Kathmandu’s airport was shut down after the quake, and communications from outlying towns are generally poor. “One report, however, from nearby Lalitpur indicates that while damage was considerable, most buildings remain standing,” AIR said.

According to AIR, the “earthquake occurred on the Main Himalaya thrust fault zone (MHT) along the plate boundary zone between India and Eurasia plate. The Main Himalaya thrust fault zone is a 2500 kms [1553.5 miles] long active thrust fault zone that absorbs about half of the 4.5 cm [app. 1 3/4 inches] per year convergence between the India – Eurasia collision zone.

“The seismic activity along the main Himalaya fault zone is very active in the known history with at least 4 earthquakes larger than 7.5 occurred since 1900, including the 1934 M8.1, the 1952 M8.6 Assam earthquake in the eastern segments, and the most recent – the M7.6 Kashmir earthquake in the western segment of MHT that resulted more than 46,000 deaths in 2005.

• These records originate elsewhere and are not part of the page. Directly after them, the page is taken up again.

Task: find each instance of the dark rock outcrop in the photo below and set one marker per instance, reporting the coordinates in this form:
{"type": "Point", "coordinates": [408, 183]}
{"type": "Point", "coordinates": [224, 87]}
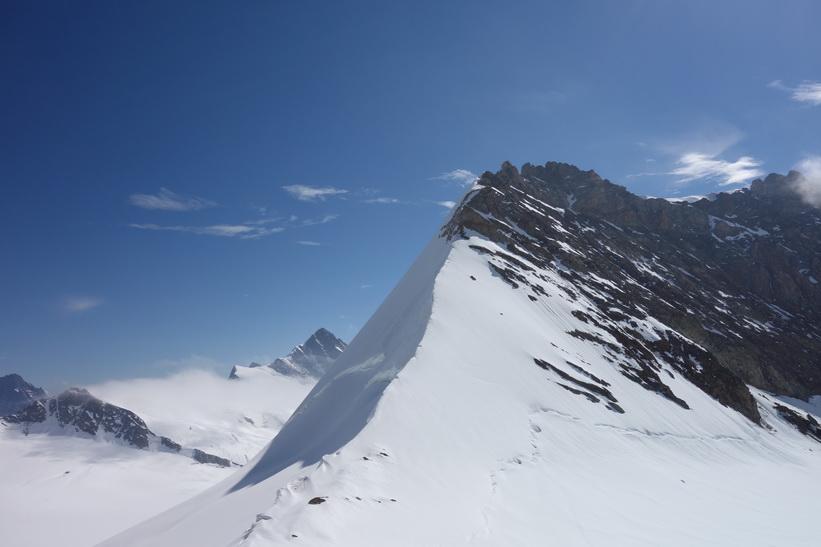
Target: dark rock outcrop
{"type": "Point", "coordinates": [16, 394]}
{"type": "Point", "coordinates": [76, 411]}
{"type": "Point", "coordinates": [308, 360]}
{"type": "Point", "coordinates": [735, 280]}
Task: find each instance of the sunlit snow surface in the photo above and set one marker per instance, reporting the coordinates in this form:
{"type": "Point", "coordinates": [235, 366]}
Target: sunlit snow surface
{"type": "Point", "coordinates": [74, 492]}
{"type": "Point", "coordinates": [436, 427]}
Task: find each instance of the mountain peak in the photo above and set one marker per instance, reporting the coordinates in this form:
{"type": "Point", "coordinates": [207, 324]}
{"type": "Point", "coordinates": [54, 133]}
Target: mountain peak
{"type": "Point", "coordinates": [16, 394]}
{"type": "Point", "coordinates": [311, 359]}
{"type": "Point", "coordinates": [563, 348]}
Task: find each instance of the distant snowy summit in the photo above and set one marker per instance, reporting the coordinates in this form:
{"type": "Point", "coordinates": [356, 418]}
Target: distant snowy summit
{"type": "Point", "coordinates": [308, 360]}
{"type": "Point", "coordinates": [565, 360]}
{"type": "Point", "coordinates": [75, 412]}
{"type": "Point", "coordinates": [16, 394]}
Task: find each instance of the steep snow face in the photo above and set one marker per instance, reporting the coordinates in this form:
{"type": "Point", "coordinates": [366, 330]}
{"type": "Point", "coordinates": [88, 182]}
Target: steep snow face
{"type": "Point", "coordinates": [468, 413]}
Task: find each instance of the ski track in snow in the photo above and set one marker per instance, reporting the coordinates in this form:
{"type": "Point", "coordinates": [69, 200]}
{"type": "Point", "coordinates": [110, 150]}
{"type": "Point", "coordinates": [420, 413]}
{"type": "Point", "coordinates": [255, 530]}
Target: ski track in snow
{"type": "Point", "coordinates": [464, 440]}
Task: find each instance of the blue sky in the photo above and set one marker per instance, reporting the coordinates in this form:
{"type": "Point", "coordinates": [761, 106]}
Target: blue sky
{"type": "Point", "coordinates": [207, 183]}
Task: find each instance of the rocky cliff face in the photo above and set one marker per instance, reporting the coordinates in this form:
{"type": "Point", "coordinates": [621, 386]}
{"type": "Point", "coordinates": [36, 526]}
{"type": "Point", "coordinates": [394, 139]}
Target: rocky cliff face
{"type": "Point", "coordinates": [77, 412]}
{"type": "Point", "coordinates": [735, 279]}
{"type": "Point", "coordinates": [308, 360]}
{"type": "Point", "coordinates": [16, 394]}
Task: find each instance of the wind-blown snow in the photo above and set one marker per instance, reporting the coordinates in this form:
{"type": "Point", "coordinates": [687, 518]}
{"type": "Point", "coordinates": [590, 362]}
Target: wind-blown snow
{"type": "Point", "coordinates": [75, 492]}
{"type": "Point", "coordinates": [437, 426]}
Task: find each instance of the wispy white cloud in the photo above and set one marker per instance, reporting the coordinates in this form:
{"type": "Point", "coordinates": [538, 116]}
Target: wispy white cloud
{"type": "Point", "coordinates": [697, 166]}
{"type": "Point", "coordinates": [808, 92]}
{"type": "Point", "coordinates": [312, 222]}
{"type": "Point", "coordinates": [252, 229]}
{"type": "Point", "coordinates": [167, 200]}
{"type": "Point", "coordinates": [312, 193]}
{"type": "Point", "coordinates": [242, 231]}
{"type": "Point", "coordinates": [463, 177]}
{"type": "Point", "coordinates": [80, 304]}
{"type": "Point", "coordinates": [193, 362]}
{"type": "Point", "coordinates": [701, 155]}
{"type": "Point", "coordinates": [809, 186]}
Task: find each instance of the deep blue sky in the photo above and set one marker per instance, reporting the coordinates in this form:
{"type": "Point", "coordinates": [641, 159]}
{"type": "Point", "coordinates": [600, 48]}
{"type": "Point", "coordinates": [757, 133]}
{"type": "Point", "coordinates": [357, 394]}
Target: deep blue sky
{"type": "Point", "coordinates": [153, 154]}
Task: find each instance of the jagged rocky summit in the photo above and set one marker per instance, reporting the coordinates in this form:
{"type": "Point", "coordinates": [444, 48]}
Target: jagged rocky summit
{"type": "Point", "coordinates": [308, 360]}
{"type": "Point", "coordinates": [736, 278]}
{"type": "Point", "coordinates": [16, 394]}
{"type": "Point", "coordinates": [564, 362]}
{"type": "Point", "coordinates": [76, 412]}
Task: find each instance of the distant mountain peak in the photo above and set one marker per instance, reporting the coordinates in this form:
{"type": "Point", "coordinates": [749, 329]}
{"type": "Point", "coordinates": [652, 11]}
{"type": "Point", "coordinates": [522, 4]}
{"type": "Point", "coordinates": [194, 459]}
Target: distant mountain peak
{"type": "Point", "coordinates": [311, 359]}
{"type": "Point", "coordinates": [567, 355]}
{"type": "Point", "coordinates": [76, 411]}
{"type": "Point", "coordinates": [757, 258]}
{"type": "Point", "coordinates": [16, 394]}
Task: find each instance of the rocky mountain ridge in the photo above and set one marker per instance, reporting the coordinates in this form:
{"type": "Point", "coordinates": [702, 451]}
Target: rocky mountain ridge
{"type": "Point", "coordinates": [16, 394]}
{"type": "Point", "coordinates": [735, 279]}
{"type": "Point", "coordinates": [309, 360]}
{"type": "Point", "coordinates": [77, 412]}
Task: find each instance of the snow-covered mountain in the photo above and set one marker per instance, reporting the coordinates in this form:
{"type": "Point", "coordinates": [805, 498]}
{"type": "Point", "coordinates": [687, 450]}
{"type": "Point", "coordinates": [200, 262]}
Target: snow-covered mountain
{"type": "Point", "coordinates": [16, 394]}
{"type": "Point", "coordinates": [78, 413]}
{"type": "Point", "coordinates": [564, 364]}
{"type": "Point", "coordinates": [309, 360]}
{"type": "Point", "coordinates": [87, 488]}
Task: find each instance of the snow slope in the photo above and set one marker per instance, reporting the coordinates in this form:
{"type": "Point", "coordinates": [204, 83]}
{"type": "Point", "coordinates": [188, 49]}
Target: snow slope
{"type": "Point", "coordinates": [78, 491]}
{"type": "Point", "coordinates": [457, 417]}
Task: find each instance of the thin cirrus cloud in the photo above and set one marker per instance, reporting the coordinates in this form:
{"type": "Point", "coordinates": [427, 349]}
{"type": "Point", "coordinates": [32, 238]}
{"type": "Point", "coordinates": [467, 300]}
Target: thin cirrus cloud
{"type": "Point", "coordinates": [446, 204]}
{"type": "Point", "coordinates": [312, 193]}
{"type": "Point", "coordinates": [254, 229]}
{"type": "Point", "coordinates": [808, 92]}
{"type": "Point", "coordinates": [242, 231]}
{"type": "Point", "coordinates": [463, 177]}
{"type": "Point", "coordinates": [81, 304]}
{"type": "Point", "coordinates": [696, 166]}
{"type": "Point", "coordinates": [166, 200]}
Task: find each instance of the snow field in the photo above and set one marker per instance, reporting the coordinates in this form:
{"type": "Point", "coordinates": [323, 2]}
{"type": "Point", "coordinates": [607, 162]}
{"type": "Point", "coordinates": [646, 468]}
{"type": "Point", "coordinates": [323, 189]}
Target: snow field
{"type": "Point", "coordinates": [436, 427]}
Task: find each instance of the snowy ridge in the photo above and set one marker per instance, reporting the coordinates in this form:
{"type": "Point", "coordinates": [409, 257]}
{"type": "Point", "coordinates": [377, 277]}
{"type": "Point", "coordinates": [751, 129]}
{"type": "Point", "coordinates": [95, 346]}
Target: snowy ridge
{"type": "Point", "coordinates": [498, 398]}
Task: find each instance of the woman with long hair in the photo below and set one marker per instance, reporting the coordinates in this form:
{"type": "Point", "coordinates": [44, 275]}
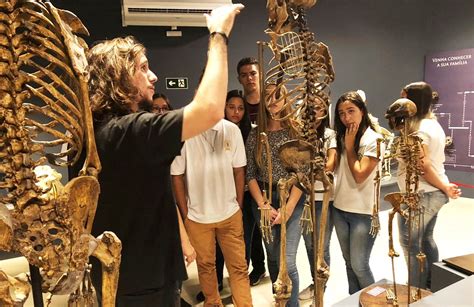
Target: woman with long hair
{"type": "Point", "coordinates": [278, 132]}
{"type": "Point", "coordinates": [434, 182]}
{"type": "Point", "coordinates": [356, 169]}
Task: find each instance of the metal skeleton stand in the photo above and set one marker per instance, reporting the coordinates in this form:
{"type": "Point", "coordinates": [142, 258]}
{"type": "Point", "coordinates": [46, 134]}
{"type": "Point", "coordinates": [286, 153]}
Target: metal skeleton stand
{"type": "Point", "coordinates": [36, 286]}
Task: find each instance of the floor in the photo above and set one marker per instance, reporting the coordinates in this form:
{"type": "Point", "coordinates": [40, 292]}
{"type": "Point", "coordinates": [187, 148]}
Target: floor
{"type": "Point", "coordinates": [454, 234]}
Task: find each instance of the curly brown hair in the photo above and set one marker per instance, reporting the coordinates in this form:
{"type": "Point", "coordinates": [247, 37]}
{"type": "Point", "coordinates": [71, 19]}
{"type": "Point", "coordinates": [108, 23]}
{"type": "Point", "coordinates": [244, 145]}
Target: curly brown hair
{"type": "Point", "coordinates": [111, 68]}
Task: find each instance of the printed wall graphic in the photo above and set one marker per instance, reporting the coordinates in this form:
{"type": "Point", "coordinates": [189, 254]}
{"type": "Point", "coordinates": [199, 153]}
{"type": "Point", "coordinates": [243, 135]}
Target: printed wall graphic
{"type": "Point", "coordinates": [451, 74]}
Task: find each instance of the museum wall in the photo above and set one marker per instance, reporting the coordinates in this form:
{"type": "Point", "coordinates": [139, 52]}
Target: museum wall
{"type": "Point", "coordinates": [377, 46]}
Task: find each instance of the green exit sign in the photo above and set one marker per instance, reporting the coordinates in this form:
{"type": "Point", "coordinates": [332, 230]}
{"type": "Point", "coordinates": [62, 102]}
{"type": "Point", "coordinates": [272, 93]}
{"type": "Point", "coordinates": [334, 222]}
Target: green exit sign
{"type": "Point", "coordinates": [177, 83]}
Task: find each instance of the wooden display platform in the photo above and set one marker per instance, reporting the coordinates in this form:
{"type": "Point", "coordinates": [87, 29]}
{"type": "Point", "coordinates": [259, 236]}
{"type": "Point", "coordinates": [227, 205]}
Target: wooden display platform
{"type": "Point", "coordinates": [376, 295]}
{"type": "Point", "coordinates": [464, 264]}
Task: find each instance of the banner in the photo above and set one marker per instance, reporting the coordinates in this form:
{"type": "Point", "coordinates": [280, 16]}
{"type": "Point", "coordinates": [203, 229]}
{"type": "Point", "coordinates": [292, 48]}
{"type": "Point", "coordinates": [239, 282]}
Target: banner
{"type": "Point", "coordinates": [451, 74]}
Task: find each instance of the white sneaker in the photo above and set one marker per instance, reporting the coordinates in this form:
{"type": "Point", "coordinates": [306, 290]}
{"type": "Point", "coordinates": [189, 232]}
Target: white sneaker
{"type": "Point", "coordinates": [307, 293]}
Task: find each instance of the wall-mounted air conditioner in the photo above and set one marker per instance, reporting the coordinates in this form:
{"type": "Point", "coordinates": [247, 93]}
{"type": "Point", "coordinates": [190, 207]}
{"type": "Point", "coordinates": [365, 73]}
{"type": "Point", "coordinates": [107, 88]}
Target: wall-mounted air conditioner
{"type": "Point", "coordinates": [178, 13]}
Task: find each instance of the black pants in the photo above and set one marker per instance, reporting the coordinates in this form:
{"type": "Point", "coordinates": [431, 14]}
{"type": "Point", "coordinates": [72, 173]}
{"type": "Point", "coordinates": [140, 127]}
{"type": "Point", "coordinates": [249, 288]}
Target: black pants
{"type": "Point", "coordinates": [168, 295]}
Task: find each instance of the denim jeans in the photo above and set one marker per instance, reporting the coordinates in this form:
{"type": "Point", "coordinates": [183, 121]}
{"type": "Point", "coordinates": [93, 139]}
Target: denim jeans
{"type": "Point", "coordinates": [252, 237]}
{"type": "Point", "coordinates": [308, 237]}
{"type": "Point", "coordinates": [422, 240]}
{"type": "Point", "coordinates": [356, 243]}
{"type": "Point", "coordinates": [293, 235]}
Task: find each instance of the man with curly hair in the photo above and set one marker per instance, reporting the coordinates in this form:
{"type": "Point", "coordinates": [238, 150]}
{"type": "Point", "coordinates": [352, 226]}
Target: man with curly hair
{"type": "Point", "coordinates": [136, 149]}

This most recent earthquake “occurred along the central segment of MHT in central Nepal, the seismically most active fault segment of MHT,” AIR’s report continued. “The epicenter is located just west of the 1934 earthquake, which was one of the largest historic earthquakes in central MHT. The segment west of the 1934 rupture in western Nepal was probably ruptured in the large earthquakes (M8.1) in 1505 and 1833. Today’s earthquake could have ruptured in the segment between the 1905 and 1934. Another larger earthquake in 1833 probably also occurred in this 800 km long central segment of MHT, however locations of both 1505 and 1833 are quite uncertain. Therefore today’s rupture could have occurred on the fault that ruptured in 1505 or 1833.

“The repeat occurrence of large earthquakes along MHT indicates that the MHT is nearly fully locked. Since the location of the 1505 and 1833 earthquake are both poorly known, today’s earthquake could represent a repeat of either earthquake. The segment ruptured in 1505 could have accumulated more than 10 meters of slip, large enough to generate an earthquake as large as today’s earthquake. Even the segment ruptured in 1833 could have accumulated enough energy for a large magnitude earthquake.”

According to AIR, the west segment of MHT from west of Nepal to the western Himalaya syntax has been historically very quiet with only one earthquake in 1905. The accumulated energy in the western segment of MHT is sufficient to general earthquakes larger than 8. The 2005 Kashmir earthquake released only a very small portion of the accumulated energy.”